ある知人と音楽著作権についての話をしました。その知人の娘さんは、大変優秀なエレクトーンの学生なのですが、あるコンクールで楽曲を演奏しようとしたところ、その楽曲の作曲者からNGが出てしまい、お気に入りの楽曲が弾けなかったということらしいのです。私は、こういうところに、現在のコンテンツを取り巻く世界の限界を感じます。

人間は、想像力を働かせなければいけません。まず、学生のコンクールでの演奏に、自分の楽曲の使用を認めない作曲家の心を察する必要があるでしょう。「学生ごときに演奏させたくない」、「あれは○○さんに捧げた曲だから」、「演奏者は一人に決めている」等々、作曲家のこだわりを含め、いろいろな理由が考えられます。いや、もっと深刻な事情があるのかもしれません。したがって、この件をもってして、作曲家の方を一方的に責めることはできないでしょう。しかし、音楽とは何かという本質的な問題を考えたとき、学生がコンクールで好きな楽曲を演奏できないということは、あってはならないのではないかとも思うのです。

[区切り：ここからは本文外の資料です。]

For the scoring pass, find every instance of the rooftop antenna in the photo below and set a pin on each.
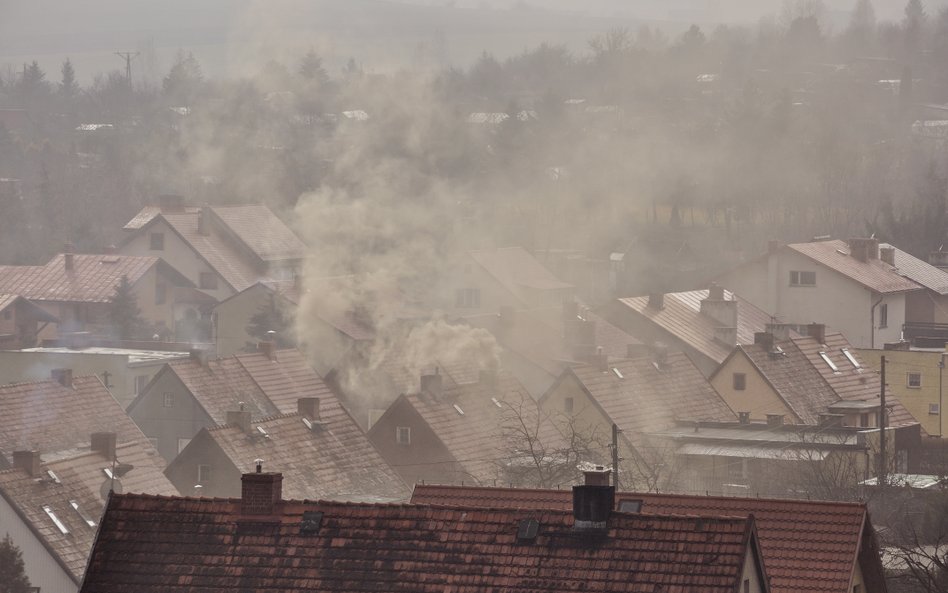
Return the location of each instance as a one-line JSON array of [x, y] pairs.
[[128, 56]]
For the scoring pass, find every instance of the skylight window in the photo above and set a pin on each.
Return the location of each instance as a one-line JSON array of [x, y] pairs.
[[59, 524], [852, 359], [829, 362], [75, 505]]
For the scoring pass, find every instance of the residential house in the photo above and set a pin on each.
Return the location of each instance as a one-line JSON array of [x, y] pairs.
[[21, 321], [802, 379], [824, 547], [320, 450], [704, 324], [537, 344], [638, 396], [123, 371], [51, 508], [221, 249], [77, 288], [485, 280], [843, 285], [477, 432], [263, 542], [188, 395]]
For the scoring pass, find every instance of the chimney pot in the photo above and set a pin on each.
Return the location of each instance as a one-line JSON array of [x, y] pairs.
[[62, 376], [28, 461]]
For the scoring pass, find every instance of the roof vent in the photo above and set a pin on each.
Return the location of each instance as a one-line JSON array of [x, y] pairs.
[[311, 523], [527, 530]]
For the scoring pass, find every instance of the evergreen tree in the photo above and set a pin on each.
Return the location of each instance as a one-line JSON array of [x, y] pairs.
[[124, 313], [13, 577]]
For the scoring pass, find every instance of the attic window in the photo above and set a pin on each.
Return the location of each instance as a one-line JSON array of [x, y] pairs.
[[849, 356], [829, 362], [312, 521], [527, 530], [59, 524], [75, 505]]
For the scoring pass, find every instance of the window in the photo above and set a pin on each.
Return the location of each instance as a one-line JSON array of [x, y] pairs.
[[739, 381], [204, 473], [403, 435], [468, 298], [800, 278], [913, 380], [207, 281], [157, 242]]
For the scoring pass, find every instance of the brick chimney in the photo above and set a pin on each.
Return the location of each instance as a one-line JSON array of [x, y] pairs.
[[308, 407], [104, 444], [817, 331], [260, 493], [432, 384], [593, 501], [62, 376], [268, 348], [239, 418], [28, 461]]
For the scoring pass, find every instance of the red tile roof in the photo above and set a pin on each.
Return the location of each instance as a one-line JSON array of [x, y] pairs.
[[874, 274], [92, 279], [48, 417], [153, 544], [81, 479], [681, 317], [807, 546], [336, 461]]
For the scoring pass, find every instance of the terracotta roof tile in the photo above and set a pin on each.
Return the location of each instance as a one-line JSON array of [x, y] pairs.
[[807, 546], [177, 545]]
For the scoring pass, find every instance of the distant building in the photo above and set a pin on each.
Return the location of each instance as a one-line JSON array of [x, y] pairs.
[[270, 544]]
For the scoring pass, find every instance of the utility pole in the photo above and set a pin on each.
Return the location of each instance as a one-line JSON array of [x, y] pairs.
[[882, 423], [128, 56], [615, 457]]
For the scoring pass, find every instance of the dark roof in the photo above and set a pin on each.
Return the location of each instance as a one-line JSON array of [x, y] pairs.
[[80, 479], [807, 546], [874, 274], [169, 545]]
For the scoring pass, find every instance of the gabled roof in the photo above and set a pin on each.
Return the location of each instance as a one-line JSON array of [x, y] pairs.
[[48, 417], [472, 421], [682, 318], [172, 545], [517, 271], [333, 461], [806, 545], [873, 274], [648, 398], [81, 479], [918, 271], [93, 278]]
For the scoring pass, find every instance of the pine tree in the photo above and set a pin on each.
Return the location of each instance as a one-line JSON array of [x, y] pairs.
[[13, 577], [124, 313]]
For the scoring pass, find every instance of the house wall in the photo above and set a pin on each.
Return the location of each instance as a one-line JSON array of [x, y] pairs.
[[178, 254], [899, 363], [41, 567], [224, 476], [758, 397], [425, 459], [167, 425]]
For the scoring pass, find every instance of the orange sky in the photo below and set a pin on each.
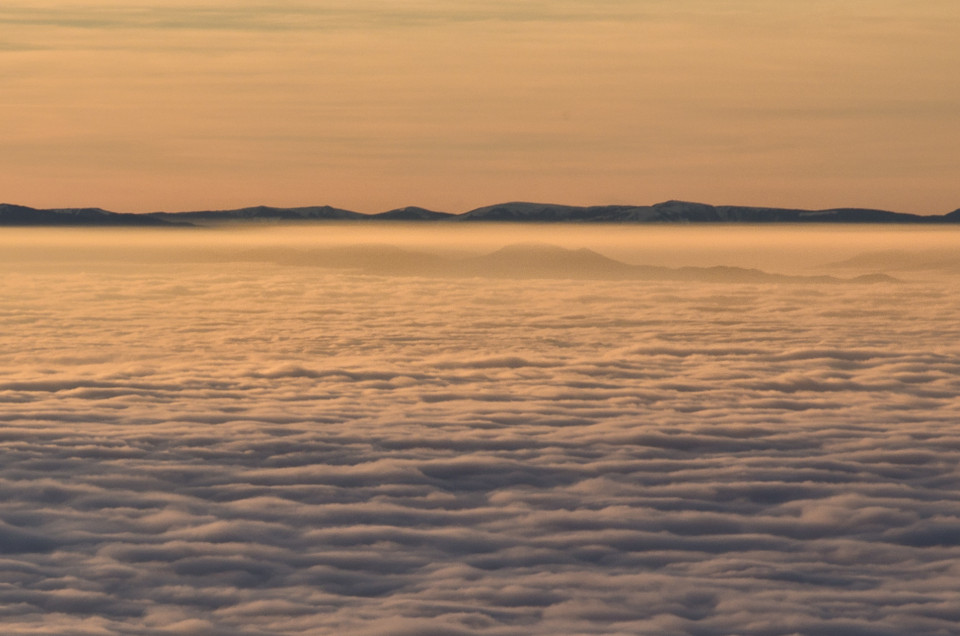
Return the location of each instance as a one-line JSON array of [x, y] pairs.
[[374, 104]]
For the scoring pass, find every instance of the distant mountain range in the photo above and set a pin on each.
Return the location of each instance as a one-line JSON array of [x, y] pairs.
[[669, 212]]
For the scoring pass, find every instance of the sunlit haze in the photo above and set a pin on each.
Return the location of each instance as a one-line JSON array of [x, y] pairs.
[[374, 104], [397, 431]]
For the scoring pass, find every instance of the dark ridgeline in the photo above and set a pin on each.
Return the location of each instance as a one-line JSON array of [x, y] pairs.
[[669, 212], [14, 215]]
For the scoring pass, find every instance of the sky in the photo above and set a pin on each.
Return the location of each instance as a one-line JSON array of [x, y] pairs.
[[375, 104]]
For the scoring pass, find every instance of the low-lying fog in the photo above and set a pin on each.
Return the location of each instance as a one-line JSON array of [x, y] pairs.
[[200, 434]]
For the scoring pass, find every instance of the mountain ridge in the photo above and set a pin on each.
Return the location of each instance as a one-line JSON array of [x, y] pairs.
[[667, 212]]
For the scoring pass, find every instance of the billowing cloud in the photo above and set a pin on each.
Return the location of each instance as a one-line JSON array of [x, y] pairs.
[[249, 448]]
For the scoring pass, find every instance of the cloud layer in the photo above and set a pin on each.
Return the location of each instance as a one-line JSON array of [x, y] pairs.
[[253, 449]]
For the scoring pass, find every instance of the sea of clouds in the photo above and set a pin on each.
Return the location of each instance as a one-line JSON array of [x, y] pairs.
[[245, 448]]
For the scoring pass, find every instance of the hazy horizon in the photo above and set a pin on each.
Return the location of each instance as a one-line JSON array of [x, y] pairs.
[[202, 435], [188, 105]]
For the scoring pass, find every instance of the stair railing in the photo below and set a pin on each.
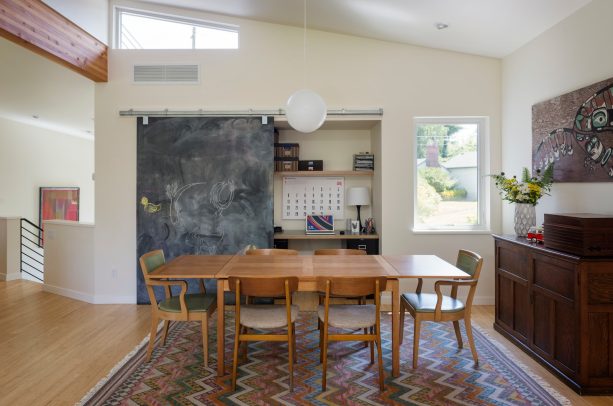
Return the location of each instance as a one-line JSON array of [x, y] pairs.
[[31, 250]]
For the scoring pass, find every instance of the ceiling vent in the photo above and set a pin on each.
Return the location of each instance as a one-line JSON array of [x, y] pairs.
[[167, 74]]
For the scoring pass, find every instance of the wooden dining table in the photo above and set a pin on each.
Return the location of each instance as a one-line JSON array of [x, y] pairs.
[[307, 268]]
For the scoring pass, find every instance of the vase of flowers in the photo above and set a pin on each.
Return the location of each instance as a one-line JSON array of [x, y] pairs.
[[525, 193]]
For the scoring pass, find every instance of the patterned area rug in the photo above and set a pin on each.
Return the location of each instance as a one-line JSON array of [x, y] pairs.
[[446, 375]]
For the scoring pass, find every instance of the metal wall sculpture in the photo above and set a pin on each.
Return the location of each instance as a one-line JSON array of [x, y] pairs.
[[204, 186], [575, 132]]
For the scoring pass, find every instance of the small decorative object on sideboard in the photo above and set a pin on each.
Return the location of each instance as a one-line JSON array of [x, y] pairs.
[[313, 165], [369, 226], [585, 234], [363, 161], [525, 195], [535, 234]]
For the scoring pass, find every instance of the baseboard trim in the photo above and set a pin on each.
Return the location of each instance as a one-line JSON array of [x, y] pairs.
[[10, 277], [89, 298], [107, 299], [73, 294]]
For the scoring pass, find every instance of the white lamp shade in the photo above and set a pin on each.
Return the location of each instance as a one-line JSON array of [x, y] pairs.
[[305, 111], [358, 196]]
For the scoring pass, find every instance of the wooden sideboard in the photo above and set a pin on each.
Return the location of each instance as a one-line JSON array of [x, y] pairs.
[[558, 308]]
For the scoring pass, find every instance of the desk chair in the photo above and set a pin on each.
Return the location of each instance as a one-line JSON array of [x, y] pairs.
[[354, 317], [185, 307], [265, 317], [440, 308], [270, 251], [338, 251]]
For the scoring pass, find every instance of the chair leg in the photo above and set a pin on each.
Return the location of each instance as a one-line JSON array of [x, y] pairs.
[[152, 334], [416, 341], [469, 334], [235, 359], [401, 326], [321, 345], [294, 339], [372, 347], [245, 344], [205, 339], [165, 331], [380, 361], [324, 358], [456, 327], [290, 355], [362, 301]]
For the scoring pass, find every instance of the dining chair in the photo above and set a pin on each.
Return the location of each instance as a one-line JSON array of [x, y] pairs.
[[441, 308], [342, 251], [265, 317], [184, 307], [350, 316], [270, 251]]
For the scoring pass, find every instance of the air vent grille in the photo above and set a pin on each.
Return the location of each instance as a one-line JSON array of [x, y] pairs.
[[166, 74]]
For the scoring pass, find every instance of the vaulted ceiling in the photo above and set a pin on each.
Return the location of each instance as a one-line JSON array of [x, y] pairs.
[[484, 27]]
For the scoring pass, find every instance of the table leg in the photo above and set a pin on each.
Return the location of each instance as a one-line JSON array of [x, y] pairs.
[[395, 327], [220, 328]]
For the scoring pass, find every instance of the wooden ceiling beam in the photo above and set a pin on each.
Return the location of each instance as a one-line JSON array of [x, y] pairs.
[[41, 29]]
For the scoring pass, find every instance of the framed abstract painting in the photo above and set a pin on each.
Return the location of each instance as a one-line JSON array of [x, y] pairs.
[[58, 203]]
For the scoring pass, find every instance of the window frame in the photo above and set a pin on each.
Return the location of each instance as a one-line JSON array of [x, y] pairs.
[[119, 10], [483, 168]]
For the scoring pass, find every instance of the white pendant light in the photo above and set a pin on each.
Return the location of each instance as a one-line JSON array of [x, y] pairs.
[[305, 110]]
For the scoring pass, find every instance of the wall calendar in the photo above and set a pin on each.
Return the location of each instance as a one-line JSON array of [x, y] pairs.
[[313, 195]]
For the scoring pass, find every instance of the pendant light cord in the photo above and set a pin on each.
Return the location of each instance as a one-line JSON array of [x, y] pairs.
[[304, 48]]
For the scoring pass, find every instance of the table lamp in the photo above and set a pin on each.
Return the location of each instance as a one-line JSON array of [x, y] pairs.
[[358, 197]]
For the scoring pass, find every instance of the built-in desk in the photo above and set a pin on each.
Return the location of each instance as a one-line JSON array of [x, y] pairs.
[[366, 242]]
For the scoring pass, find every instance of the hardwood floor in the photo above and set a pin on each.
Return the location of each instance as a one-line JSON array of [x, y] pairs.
[[54, 349]]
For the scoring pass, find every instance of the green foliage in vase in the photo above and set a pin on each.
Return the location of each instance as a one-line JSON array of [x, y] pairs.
[[529, 190]]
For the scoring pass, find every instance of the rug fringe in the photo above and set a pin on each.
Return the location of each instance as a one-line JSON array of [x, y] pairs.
[[116, 368], [539, 380]]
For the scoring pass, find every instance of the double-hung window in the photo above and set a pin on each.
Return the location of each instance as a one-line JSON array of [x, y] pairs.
[[137, 29], [450, 169]]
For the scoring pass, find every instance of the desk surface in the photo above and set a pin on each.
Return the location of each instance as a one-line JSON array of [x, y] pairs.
[[302, 235], [308, 267]]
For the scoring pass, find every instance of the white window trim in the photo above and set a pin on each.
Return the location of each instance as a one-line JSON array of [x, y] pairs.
[[117, 10], [483, 192]]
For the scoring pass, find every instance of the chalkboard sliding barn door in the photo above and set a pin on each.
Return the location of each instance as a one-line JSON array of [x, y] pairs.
[[204, 186]]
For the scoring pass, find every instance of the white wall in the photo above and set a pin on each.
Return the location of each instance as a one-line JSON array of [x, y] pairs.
[[53, 150], [33, 85], [69, 260], [406, 81], [573, 54], [31, 157], [9, 248]]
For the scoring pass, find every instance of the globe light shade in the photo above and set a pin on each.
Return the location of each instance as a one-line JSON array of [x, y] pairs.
[[305, 111]]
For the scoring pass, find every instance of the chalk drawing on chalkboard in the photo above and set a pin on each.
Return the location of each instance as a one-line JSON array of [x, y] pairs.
[[203, 243], [221, 195], [174, 192], [149, 207]]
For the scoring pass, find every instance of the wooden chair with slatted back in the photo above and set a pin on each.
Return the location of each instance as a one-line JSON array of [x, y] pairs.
[[344, 251], [441, 308], [185, 307], [265, 317], [270, 251], [350, 316]]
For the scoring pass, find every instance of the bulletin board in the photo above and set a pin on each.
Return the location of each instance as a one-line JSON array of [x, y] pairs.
[[313, 195]]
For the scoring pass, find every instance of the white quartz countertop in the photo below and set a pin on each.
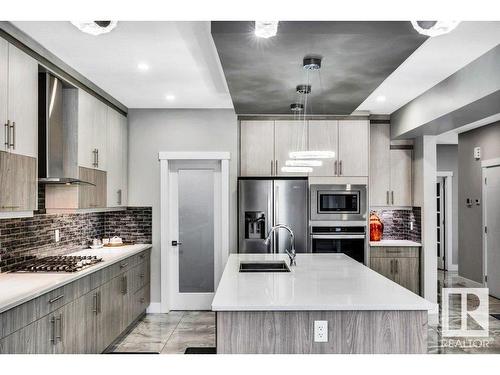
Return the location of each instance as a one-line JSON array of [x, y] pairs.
[[395, 243], [318, 282], [17, 288]]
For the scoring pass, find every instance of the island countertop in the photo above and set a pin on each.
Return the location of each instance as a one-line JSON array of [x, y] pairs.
[[319, 282]]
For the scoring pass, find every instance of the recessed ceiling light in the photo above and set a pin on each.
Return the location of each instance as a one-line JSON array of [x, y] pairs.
[[143, 67], [266, 29]]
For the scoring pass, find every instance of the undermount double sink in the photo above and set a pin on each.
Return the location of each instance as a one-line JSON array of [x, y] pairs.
[[264, 266]]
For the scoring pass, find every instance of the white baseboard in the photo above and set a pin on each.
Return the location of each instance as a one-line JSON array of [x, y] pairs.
[[154, 308]]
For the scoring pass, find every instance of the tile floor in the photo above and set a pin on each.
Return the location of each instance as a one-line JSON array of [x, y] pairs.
[[174, 332], [170, 333]]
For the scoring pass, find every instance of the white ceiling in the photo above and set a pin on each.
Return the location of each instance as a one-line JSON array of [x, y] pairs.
[[436, 59], [182, 58]]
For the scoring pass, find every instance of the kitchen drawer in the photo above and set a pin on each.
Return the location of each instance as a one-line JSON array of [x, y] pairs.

音楽とは文字通り「音を楽しむ」ものです。音楽の本質は「音楽」という言葉に、見事に集約されていると思います。そして、音楽を仕事として生きていく人々は、多くの人々を「音で楽しませる」ことを心がけていく必要があるのではないかとも考えます。音楽に携わる人々は、より多くの人々に自分の音楽を聴いてもらって、それによって幸せな気分になってもらうことを使命として負っていると考えるべきだと思うのです。学生がコンクールで演奏するというシチュエーションには、いろいろな限界や問題があるにせよ、音楽を志す学生に対して、楽曲の演奏を認めないということが、「音で楽しませる」ことを心がけている人の行動であるということには、いささか疑問を感じざるを得ません。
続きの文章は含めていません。